Soviet-Georgian historian, politician, and Meskhetian Turkish activist

Guram Mamulia (გურამ მამულია; May 9, 1937 – January 1, 2003) was a Georgian historian, politician and campaigner for Meskhetian rights. A month after Mamulia was born, his father, Samson Mamulia was imprisoned and executed by Joseph Stalin's government. He was raised by his aunt. He graduated with a degree in history from Tbilisi State University in 1960. He began teaching at Tbilisi University in 1973.
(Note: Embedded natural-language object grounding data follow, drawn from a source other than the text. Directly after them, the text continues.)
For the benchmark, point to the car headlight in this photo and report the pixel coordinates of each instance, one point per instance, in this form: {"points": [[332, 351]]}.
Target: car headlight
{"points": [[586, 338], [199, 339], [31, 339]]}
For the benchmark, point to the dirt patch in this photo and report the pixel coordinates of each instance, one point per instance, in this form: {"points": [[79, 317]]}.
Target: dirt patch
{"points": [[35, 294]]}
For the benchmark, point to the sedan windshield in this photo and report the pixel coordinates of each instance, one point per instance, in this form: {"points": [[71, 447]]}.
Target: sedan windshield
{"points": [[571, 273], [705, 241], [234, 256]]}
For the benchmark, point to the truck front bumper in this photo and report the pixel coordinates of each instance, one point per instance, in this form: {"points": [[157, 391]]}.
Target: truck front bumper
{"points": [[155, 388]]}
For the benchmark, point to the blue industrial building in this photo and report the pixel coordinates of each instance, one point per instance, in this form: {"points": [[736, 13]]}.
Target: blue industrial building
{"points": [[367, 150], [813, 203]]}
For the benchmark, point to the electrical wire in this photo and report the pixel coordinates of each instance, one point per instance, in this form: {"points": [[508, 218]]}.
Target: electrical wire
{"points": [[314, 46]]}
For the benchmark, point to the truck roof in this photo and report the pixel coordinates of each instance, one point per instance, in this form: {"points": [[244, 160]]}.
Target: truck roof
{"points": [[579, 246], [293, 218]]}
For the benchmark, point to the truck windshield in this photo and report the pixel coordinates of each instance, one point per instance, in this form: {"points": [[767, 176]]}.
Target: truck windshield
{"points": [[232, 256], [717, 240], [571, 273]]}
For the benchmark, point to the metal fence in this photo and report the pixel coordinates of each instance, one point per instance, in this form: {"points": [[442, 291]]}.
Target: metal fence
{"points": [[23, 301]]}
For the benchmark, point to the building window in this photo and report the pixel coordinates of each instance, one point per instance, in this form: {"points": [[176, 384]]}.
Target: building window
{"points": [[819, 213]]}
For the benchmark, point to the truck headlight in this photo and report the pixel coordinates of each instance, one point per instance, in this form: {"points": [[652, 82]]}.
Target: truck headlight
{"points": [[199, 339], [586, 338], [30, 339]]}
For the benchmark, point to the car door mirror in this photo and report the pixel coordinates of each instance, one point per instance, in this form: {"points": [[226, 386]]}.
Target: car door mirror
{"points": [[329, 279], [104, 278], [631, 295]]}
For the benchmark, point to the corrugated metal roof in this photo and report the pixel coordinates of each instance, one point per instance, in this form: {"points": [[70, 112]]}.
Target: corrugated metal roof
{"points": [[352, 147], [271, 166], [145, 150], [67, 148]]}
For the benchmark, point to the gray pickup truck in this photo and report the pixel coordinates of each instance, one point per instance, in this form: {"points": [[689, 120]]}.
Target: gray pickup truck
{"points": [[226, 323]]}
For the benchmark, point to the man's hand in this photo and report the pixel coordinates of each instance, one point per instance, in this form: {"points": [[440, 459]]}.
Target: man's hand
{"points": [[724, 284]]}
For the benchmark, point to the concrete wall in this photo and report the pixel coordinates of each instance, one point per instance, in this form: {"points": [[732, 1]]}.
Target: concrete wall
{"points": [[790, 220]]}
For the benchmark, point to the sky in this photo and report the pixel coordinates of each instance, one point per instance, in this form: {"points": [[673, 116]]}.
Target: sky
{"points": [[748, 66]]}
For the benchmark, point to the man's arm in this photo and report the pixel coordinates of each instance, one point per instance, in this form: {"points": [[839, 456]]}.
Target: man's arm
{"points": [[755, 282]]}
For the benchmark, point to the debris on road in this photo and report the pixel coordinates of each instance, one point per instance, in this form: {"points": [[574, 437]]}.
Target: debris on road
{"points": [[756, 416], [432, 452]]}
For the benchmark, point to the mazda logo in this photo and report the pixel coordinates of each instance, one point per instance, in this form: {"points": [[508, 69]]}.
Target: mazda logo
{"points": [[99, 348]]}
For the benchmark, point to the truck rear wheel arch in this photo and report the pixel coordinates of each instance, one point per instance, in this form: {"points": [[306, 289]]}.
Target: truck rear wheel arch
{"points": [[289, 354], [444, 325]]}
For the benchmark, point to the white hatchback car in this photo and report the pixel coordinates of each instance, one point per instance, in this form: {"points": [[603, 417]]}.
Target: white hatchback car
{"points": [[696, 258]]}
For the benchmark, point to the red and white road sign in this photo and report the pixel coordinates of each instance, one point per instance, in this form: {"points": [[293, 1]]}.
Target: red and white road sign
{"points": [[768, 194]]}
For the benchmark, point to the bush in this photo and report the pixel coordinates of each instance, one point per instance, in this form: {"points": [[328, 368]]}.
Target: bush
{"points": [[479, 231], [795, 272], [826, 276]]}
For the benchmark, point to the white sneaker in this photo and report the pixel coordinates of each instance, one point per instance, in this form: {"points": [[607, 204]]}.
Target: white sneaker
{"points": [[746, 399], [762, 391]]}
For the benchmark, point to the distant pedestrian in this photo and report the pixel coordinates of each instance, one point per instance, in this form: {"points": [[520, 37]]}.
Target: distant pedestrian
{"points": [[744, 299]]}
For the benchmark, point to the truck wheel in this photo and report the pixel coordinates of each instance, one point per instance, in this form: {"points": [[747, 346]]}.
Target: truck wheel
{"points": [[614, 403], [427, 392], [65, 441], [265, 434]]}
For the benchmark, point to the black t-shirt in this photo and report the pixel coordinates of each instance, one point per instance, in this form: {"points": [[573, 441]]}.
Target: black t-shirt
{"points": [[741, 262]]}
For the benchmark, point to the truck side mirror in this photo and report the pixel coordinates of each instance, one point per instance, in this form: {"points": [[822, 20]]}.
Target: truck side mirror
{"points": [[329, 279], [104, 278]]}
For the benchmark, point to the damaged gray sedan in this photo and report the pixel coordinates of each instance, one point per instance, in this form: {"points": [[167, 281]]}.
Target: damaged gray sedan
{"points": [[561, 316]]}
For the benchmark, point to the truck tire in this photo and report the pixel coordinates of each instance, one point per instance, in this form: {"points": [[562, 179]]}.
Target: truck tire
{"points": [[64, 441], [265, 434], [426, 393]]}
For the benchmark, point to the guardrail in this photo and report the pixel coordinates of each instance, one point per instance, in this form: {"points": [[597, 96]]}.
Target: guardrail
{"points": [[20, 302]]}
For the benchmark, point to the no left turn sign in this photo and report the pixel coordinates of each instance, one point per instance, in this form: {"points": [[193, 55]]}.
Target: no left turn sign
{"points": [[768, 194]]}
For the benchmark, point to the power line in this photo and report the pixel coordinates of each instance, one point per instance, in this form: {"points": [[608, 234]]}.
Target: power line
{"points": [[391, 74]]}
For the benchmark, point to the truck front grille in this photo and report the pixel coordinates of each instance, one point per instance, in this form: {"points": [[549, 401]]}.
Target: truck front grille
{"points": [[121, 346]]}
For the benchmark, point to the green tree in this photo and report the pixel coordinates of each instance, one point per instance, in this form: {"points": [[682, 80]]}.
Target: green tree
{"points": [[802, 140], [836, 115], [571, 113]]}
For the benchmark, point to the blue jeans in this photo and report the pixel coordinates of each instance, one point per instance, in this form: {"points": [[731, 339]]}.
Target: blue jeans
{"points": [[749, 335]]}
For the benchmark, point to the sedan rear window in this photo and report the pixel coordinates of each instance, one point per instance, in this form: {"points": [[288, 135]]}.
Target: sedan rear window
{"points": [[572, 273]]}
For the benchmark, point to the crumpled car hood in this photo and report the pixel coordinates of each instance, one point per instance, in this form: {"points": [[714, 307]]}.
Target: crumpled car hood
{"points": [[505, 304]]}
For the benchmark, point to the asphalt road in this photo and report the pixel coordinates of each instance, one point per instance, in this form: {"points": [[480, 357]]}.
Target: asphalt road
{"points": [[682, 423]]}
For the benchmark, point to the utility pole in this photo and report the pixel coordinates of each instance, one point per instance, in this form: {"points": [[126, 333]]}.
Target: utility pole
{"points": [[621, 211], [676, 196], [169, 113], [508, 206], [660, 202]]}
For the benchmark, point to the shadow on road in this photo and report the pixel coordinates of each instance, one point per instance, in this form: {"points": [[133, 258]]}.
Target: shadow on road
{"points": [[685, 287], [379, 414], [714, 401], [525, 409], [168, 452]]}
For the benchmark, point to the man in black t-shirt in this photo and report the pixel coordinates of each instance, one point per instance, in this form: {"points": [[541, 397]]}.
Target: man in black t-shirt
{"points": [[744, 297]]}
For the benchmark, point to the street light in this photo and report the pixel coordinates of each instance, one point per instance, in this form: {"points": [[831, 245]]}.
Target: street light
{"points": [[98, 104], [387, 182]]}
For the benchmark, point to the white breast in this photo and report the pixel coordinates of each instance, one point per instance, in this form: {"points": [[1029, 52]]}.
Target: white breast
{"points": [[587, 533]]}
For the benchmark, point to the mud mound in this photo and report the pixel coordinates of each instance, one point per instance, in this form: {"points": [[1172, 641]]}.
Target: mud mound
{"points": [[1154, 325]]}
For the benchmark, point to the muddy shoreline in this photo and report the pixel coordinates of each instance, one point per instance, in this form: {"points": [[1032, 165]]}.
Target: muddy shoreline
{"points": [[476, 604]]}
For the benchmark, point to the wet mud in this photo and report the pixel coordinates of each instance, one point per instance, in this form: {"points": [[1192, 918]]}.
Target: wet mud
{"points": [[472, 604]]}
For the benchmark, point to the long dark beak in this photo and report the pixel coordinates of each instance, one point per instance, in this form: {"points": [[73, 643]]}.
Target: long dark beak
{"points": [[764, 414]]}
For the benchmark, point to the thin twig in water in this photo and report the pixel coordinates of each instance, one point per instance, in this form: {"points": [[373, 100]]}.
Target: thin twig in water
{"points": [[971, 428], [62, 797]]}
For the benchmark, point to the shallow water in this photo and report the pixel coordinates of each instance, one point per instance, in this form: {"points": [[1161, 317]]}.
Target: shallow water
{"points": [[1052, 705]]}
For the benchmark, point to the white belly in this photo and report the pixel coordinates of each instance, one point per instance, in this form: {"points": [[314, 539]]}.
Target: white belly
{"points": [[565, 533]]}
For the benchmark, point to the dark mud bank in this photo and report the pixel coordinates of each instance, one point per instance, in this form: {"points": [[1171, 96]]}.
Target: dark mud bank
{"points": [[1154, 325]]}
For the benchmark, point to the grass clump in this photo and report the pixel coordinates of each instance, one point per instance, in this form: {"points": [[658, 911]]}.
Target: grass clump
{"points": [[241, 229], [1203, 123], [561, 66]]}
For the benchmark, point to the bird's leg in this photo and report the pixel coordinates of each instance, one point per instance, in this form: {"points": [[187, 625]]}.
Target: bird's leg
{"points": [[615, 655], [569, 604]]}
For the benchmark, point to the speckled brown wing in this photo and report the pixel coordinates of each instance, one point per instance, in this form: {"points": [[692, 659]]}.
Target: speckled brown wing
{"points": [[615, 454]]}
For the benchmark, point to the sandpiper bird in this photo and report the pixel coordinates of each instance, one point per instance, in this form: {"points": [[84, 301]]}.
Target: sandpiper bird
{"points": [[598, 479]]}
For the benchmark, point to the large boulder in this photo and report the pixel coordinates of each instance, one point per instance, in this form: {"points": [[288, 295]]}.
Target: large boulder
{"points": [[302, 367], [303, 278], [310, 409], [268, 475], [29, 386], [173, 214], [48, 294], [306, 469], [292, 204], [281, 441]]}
==Dissident and Meskhetian rights activist==
In 1981 he was expelled from the Communist Party after protesting on behalf of dissidents. In 1983 he was removed from his position at the University for publishing an article condemning the Treaty of Georgievsk of 1783 whereby Russia established a protectorate over Georgia. In 1988 he was a co-founder of the Ilia Chavchavadze Society. The next year he helped found the Georgian Memorial Society which was devoted to memorializing victims of the Soviets. He was a supporter of Eduard Shevardnadze and was elected to Georgia's parliament in 1992 where he was involved in inter-ethnic relations. He helped found the independent Association for the Repatriation and Integration of Meskhetians which supported the repatriation of Meskhetians as a condition to enter the Council of Europe and he was involved with the International Black Sea University, a UN supported program for cooperation between Georgian and Turkish academics.